EXCLUSIVE: Analytics and AI – it starts with training

Video analytics and AI

Share this content


Senior AI Engineer at Evolon, Srinath Kumar, analyzes how a vendor builds and trains their AI directly affects security accuracy.

The advance of AI

AI is a hot topic in the security industry; companies are developing technologies and end users worldwide are adopting the tools and learning alongside researchers.

We’re in rapid technological innovation and development, with AI improving constantly.

For security operators, it is exciting to be on the frontier of an impactful technological change and challenging to understand what to look for. 

As with any security technology, asking the right questions helps identify the best solution for your business, industry and use case.

Here, we will explore the technologies deployed in video surveillance AI, dive into the importance of training data and arm you with the information you need when evaluating what security AI is best for your organization.

Video surveillance AI – what’s under the hood?

AI is a broad term.
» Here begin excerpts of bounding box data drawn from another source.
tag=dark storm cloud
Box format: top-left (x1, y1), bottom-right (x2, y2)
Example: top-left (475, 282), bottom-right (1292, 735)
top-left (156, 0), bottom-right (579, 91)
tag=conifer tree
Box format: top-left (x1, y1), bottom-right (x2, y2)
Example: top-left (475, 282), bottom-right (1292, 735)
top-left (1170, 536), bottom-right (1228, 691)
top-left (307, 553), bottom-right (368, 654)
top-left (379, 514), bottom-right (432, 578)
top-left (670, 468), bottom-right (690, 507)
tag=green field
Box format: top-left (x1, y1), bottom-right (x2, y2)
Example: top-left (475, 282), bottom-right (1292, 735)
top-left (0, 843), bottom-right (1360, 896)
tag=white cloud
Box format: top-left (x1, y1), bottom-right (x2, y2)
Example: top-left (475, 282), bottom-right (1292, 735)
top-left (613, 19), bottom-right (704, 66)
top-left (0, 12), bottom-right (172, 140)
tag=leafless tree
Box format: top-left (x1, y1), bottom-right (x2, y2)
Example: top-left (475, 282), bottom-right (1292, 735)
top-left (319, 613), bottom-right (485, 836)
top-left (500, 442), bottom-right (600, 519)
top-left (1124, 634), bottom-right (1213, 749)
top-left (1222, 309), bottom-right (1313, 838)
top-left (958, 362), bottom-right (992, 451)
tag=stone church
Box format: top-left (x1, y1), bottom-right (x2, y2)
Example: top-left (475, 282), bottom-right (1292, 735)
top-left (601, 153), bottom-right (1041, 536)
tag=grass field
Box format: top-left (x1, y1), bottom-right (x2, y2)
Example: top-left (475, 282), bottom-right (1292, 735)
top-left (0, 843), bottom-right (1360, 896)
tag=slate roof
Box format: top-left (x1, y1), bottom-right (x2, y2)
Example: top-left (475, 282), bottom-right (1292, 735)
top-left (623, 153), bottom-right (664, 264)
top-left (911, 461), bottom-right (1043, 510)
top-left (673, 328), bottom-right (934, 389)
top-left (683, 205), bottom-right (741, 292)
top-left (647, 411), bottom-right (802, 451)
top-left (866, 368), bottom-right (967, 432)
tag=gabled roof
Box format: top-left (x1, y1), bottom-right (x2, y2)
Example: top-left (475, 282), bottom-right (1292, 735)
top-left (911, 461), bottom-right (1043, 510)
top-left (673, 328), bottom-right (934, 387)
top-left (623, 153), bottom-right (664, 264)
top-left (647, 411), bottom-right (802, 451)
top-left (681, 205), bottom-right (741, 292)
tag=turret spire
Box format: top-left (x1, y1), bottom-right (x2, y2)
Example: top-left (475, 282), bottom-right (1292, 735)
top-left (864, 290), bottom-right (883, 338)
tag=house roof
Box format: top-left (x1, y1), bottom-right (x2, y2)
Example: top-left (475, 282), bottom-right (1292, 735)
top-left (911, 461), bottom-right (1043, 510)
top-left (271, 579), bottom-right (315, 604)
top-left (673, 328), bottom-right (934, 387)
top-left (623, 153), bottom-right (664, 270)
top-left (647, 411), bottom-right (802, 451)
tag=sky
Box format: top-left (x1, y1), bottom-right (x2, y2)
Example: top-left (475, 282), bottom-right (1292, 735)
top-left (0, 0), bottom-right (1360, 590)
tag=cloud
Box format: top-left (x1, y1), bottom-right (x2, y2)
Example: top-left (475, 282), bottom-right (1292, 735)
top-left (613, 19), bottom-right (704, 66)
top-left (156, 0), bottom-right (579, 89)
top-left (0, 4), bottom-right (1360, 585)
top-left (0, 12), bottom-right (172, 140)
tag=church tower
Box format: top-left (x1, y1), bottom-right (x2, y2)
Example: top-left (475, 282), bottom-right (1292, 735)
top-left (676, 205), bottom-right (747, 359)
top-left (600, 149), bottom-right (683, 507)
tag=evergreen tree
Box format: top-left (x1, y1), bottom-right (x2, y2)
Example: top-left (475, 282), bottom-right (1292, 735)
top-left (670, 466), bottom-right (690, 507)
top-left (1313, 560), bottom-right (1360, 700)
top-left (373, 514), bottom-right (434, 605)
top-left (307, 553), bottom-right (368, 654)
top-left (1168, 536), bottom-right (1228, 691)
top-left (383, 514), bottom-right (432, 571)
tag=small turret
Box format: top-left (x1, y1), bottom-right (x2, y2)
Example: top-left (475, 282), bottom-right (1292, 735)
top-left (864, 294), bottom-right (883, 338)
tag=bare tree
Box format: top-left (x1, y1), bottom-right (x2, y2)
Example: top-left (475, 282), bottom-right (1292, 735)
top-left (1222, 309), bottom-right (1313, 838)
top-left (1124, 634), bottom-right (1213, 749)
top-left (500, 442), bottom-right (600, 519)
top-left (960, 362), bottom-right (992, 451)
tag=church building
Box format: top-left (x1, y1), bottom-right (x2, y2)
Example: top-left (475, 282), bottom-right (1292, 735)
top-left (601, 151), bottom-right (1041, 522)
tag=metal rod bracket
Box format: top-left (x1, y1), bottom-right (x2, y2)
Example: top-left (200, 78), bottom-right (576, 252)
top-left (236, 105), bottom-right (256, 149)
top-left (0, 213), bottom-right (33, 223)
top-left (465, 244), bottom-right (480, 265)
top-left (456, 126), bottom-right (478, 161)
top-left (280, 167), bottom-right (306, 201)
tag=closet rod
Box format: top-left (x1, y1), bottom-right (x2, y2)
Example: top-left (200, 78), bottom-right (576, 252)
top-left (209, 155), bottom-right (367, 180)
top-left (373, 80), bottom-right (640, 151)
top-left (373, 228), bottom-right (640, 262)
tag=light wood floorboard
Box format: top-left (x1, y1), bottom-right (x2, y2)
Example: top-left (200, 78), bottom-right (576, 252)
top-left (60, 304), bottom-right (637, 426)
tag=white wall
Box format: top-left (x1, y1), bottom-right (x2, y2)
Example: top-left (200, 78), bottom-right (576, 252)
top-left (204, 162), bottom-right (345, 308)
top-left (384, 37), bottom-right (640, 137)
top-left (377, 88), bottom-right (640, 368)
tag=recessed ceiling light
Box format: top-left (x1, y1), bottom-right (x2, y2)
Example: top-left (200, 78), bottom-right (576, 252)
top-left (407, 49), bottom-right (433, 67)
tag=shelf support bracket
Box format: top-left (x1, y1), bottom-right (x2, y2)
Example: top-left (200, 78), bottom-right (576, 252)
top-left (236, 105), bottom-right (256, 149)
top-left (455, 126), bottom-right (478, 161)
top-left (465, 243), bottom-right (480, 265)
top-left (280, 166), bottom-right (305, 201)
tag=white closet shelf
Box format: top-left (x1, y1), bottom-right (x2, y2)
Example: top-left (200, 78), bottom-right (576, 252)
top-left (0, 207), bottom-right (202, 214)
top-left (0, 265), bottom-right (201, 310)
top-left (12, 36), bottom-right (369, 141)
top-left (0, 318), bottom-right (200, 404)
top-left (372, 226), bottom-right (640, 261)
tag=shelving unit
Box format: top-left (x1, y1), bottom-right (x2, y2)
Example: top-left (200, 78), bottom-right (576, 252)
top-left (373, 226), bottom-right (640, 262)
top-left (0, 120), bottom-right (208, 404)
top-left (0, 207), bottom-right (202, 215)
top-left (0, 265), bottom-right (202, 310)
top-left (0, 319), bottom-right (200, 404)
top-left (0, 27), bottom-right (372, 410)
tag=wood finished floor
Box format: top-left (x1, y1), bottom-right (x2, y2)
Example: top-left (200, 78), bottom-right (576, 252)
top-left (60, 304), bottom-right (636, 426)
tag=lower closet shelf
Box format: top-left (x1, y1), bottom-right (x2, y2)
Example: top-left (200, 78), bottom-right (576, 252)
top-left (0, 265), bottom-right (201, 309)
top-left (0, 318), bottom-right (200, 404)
Within the security industry, AI used in video surveillance often combines machine learning, computer vision and deep learning.

Machine learning is a field of AI focused on mimicking human learning.

Machine learning empowers computer algorithms to learn and program themselves, gradually improving accuracy.

The technology requires a lot of high-quality data; the more data, the better the program.

Machine learning systems have three primary functions:

  • Descriptive: the AI uses the input data to explain what happened
  • Predictive: the AI uses input data to predict what may happen
  • Prescriptive: the AI uses input data to make recommendations on actions to take

Computer vision is a field of AI that enables computers to see and understand context through images, videos and other visual inputs.

Computer vision works similarly to human vision, though AI’s computational power and capabilities allow it to notice patterns, anomalies and minor imperceptible differences that outperform human vision.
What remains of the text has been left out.